Code That Fits in Your Head collects the myriad of somthing-driven practices into a category of drivers. Drivers create a toolkit for highlighting motivations and responding to them with code.

There are many -driven developments out there. To name some popular ones

Each of these techniques says something about our motivations when we write code. Each forms a school of thought that comes with its own techniques, tools, and communities.

I’ve encountered a misconception that these approaches are exclusive. That choosing one puts a developer at odds with the others approaches. This isn’t true. I commonly use all of these approaches, many of them all at the same time.

I think part of the issue that these kinds of techniques are not a well defined category. We don’t have a unified mental slot for them, so we see them like frameworks. Mark Seeman elegantly collects all these approaches into one category: drivers.

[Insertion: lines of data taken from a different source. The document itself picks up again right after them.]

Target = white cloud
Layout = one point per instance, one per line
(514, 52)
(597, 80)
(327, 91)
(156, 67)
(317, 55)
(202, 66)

These approaches all solve the problem that unguided intuition is not very good at deciding between solutions. These drivers provide guided motivations for why our code might change and what qualities that change should embody. For example

  • Test-Driven -> Code should be written incrementally in response to a series of automatically testable expectations.
  • Behavior-Driven -> Software is made to satisfy expected externally observable behaviors. These expectations should drive tests and those tests drive our implementations.
  • Domain-Driven -> The language and structure of the problems we solve should drive the design of our software. This includes names, low-level design, large-scale structure, and more.
  • Type-Driven -> Types condense knowledge into the code and provide design-time feedback. We should lean into types to model our domain and disallow improper code use.

Defining drivers as clear motivations for changing code also expands the category to more tools

  • Compiler errors and warnings
  • Linters and static analyzers
  • Cyclomatic complexity or other complexity analysis

Each of these define a motivation and a measure to change our code, even if they don’t come with a -driven label.

I think this is brilliant. Drivers collect a seemingly disparate set of tools into a well-defined category. It seems obvious in retrospect to enumerate tools that inform developer motivations. Labeling this category improves how we organize about our options for developing software.